Twin Peaks (“Theme From Twin Peaks” by Angelo Badalamenti)
Twin Peaks was unlike another TV show ever before seen on TV and to this day it still hasn’t been matched in terms of originality and creativity. Audiences knew they were in for something different right away when that show’s opening credits lasted a good three minutes! Thankfully, the music for those credits was some of the most arresting and lovely (not to mention mysterious) themes any TV series has featured. Composer Angelo Badalamenti, who had previously worked with David Lynch on Blue Velvet, fashioned a simple three-note main theme in the classic “twangy” style of Duane Eddy. The Result was a Grammy Award and a best-selling album in 1990. When Twin Peaks returned to Showtime in 2017 much had changed but Badalamenti’s theme hadn’t. And even though it took a while (16 episodes) for Agent Dale Cooper to get back to his former self, once he did and Badalamenti’s theme kicked in, it was like no time had passed at all.

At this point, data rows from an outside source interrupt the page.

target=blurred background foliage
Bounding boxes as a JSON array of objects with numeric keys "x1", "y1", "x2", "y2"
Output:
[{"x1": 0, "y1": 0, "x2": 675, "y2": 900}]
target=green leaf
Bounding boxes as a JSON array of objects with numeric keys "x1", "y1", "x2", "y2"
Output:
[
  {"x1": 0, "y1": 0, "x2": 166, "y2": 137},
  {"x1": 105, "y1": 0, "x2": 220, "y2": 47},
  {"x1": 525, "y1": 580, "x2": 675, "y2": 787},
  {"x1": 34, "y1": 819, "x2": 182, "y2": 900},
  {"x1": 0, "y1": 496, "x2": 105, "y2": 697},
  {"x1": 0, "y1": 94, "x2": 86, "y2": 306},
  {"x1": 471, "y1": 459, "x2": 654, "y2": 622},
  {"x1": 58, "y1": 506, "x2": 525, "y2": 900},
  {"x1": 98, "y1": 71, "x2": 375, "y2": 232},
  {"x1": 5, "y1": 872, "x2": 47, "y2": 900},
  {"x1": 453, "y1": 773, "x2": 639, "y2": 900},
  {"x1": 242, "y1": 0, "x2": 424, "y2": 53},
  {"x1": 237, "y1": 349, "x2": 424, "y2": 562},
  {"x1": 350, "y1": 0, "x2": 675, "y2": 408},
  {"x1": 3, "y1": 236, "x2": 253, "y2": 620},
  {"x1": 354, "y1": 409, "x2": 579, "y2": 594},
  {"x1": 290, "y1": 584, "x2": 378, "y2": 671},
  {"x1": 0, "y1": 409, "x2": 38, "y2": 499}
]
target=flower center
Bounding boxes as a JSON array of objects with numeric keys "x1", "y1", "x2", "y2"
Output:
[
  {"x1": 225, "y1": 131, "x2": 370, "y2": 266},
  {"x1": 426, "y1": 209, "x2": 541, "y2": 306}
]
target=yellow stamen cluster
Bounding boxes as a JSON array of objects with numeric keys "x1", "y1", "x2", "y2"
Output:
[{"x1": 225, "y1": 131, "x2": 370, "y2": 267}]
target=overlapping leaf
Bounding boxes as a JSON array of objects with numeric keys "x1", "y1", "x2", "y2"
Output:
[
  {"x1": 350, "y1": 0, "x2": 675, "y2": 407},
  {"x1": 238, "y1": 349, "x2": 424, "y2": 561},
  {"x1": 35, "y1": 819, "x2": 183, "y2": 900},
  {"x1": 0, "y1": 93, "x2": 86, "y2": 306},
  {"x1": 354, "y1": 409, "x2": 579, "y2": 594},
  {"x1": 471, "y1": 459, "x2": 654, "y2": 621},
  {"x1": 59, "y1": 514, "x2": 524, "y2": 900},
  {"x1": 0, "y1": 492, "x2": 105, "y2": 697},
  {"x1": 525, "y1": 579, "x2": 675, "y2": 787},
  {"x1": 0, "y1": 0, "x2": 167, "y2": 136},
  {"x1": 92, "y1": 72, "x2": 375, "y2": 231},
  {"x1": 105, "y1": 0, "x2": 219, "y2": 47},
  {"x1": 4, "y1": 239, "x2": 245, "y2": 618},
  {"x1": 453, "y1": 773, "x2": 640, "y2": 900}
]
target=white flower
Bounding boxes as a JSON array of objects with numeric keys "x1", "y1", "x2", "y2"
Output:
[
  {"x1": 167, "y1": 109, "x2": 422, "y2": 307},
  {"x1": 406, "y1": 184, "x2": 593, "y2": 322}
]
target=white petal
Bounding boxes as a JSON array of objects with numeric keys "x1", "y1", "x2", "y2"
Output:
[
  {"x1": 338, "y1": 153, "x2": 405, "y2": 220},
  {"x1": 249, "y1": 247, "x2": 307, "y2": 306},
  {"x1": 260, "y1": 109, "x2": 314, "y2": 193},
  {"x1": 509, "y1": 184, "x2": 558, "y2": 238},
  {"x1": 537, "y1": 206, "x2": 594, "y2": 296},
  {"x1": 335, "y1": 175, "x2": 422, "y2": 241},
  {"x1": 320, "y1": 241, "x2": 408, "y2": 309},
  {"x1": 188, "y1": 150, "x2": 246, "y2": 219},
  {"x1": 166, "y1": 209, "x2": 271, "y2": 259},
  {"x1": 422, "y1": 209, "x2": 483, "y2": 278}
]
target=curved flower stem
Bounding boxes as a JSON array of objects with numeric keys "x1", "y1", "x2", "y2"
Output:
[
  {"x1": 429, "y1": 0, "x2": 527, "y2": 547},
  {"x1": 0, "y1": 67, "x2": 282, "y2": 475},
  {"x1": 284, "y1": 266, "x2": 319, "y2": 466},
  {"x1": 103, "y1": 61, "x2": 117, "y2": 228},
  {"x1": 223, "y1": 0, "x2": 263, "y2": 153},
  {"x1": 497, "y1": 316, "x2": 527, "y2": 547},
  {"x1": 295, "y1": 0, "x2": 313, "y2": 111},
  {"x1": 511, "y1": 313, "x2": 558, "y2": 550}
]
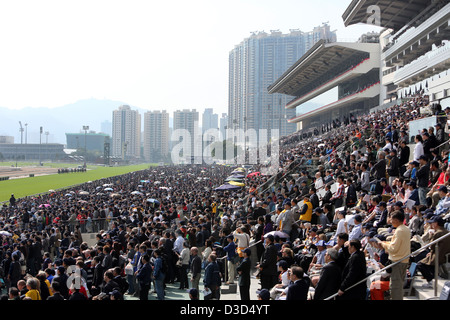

The Sopranos (“Woke Up This Morning” By Alabama 3)
The Sopranos was a show that hooked viewers from the first episode and some people were hooked before the opening credits were over thanks to the techno-pop-gospel theme song “Woke Up This morning” by a group named Alabama 3, or A3. During production, a few songs were considered to be the theme song (Including Elvis Costello’s “High Fidelity”) but with “Woke Up” matching the images of mob-boss Tony Soprano driving from New York into New Jersey, nothing else came close. This is one of the best-edited and arresting opening credit sequences in TV history.
Scrubs (“Superman” by Lazlo Bane)
When Michael. J. Fox left Spin City
in 2000, series creator and writer Bill Lawrence left along with him. The following year Lawrence created Scrubs for NBC, a wacky yet poignant hospital comedy that incorporated Ally McBeal-ish dream sequences and full elaborate musical numbers. The show’s theme song titled “Superman” by Lazlo Bane was actually not written for the show. It was featured in a 2000 independent movie titled The Tao of Steve,
which Scrubs star Zach Braff liked enough to recommend to Lawrence who then chose it for the show’s theme. Braff would later direct the music video featuring Scrubs cast members. Had that song been released six years earlier it might very well have wound up as the theme to ER but that’s okay. ER did just fine without it.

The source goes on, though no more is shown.